Slot 'CHANNEL A DIMM 0' has 512 MB
Slot 'CHANNEL B DIMM 0' has 512 MB
Slot 'CHANNEL A DIMM 1' is Empty
Slot 'CHANNEL B DIMM 1' is Empty"

I am not sure that it matters anymore since the 4 sticks aren't matched. But it is best to keep the 512mb sticks in one channel and the 1Gb sticks in another channel.

rammstein 03-10-2008 10:05 AM

It still matters supposedly- they are paired correctly (its even color-coded for guys like me). :D

masraum 03-10-2008 11:01 AM

I had a similar experience in the past. I bought memory that was a step faster than mine. Supposedly it was backwards compatible, but it didn't work in my comp. I got the slower memory and it worked fine.

kstar 03-10-2008 11:07 AM

Quote:

Originally Posted by rammstein (Post 3819212)
. . . snip . . .

The downside is that the 2 512 sticks are PC2-3200, which means they all run that way (I lose out on some speed). How much better would it be to upgrade the old ones too?


. . . snip . . .

I think it would be worth in to get two more of the same 1GB Corsair sticks!

Money well spent, IMO. Isn't that spec Corsair memory about $30 to $40 a stick?

Best,

Kurt

rammstein 03-10-2008 11:55 AM

I got 2 gigs for $50 actually. So you think it would make a discernible difference?

I read that it would only be able to read another .5gig, because for some reason beyond my knowledge you have the have XP loaded in 64bit to read 4 gigs of ram.

kstar 03-10-2008 12:03 PM

Quote:

Originally Posted by rammstein (Post 3819567)
I got 2 gigs for $50 actually. So you think it would make a discernible difference?

I read that it would only be able to read another .5gig, because for some reason beyond my knowledge you have the have XP loaded in 64bit to read 4 gigs of ram.

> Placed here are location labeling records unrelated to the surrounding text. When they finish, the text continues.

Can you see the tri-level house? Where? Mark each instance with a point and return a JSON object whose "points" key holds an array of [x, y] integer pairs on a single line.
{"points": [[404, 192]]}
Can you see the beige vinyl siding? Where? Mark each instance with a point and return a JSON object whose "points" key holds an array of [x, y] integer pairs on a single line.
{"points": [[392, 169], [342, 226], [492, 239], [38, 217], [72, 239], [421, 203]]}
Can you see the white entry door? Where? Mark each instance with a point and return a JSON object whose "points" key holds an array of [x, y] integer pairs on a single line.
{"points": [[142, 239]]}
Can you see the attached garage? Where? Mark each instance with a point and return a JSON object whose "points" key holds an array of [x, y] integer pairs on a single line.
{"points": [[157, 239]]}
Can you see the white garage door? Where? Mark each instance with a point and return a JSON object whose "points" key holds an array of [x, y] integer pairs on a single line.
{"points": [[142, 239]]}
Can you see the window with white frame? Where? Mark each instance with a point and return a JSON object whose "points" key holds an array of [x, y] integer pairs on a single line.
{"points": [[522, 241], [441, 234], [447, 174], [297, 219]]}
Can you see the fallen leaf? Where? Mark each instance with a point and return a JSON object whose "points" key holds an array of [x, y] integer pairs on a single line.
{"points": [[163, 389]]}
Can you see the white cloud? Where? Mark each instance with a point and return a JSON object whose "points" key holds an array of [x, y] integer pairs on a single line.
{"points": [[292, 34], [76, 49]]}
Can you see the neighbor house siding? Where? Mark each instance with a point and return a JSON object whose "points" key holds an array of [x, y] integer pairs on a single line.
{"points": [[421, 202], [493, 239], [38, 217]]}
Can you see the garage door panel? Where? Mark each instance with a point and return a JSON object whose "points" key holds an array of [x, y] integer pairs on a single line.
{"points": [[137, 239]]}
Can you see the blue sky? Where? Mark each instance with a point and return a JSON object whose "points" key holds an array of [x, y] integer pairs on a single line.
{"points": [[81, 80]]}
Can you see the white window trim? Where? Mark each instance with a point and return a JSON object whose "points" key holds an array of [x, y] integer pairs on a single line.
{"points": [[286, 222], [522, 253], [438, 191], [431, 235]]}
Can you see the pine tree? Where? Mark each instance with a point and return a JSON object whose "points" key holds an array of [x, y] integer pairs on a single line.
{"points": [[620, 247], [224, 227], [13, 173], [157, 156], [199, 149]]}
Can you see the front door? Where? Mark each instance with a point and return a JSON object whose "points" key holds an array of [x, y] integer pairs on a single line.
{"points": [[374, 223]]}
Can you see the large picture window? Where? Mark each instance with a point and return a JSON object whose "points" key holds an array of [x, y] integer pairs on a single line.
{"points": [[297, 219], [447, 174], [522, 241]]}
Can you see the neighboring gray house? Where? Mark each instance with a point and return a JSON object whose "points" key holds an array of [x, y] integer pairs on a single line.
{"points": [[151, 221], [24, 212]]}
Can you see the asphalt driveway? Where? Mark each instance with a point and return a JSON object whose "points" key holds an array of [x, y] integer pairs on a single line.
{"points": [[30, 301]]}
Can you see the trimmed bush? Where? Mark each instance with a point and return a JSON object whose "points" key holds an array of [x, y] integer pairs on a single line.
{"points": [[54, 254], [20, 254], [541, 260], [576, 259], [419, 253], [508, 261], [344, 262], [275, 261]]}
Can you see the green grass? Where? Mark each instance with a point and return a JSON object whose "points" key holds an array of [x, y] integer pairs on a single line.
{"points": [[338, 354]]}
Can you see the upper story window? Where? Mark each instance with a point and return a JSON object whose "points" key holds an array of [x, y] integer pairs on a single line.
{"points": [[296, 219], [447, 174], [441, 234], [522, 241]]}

That's beyond my knowledge too! I don't know how much RAM your current system can address. :(

Some one will chime in here to help, I bet.

Best,

Kurt

slodave 03-10-2008 03:43 PM

I'm glad you were able to get things working. It's not the the other RAM was bad (faulty), I have seen that happen too many times with some of the lower end memory companies. The RAM just sucks and causes many headaches.

stealthn 03-10-2008 07:51 PM

According to Kingston:

Standard Memory: 256 MB (Removable) or
512 MB (Removable)

Maximum Memory: 4 GB

Expansion: 4 Sockets (2 Banks of 2)

CPU & ChipSet: Intel Pentium 4 Intel 915G

Bus Architecture: PCI Express; USB

Mfgr's System P/N's: N/A

Comments MODULES MUST BE ORDERED AND INSTALLED IN PAIRS for Dual Channel mode.

This system is configurable and may ship with either DDR2-400 (KTD-DM8400/xx) or DDR2-533 (KTD-DM8400A/xx). These are compatible and can be mixed, however when mixed they will default to DDR2-400.

If 4GB is installed, the recognized memory may be reduced to 3.5GB or less (depending on system configuration and memory allocation).

Maximum configurations require a 64-bit operating system.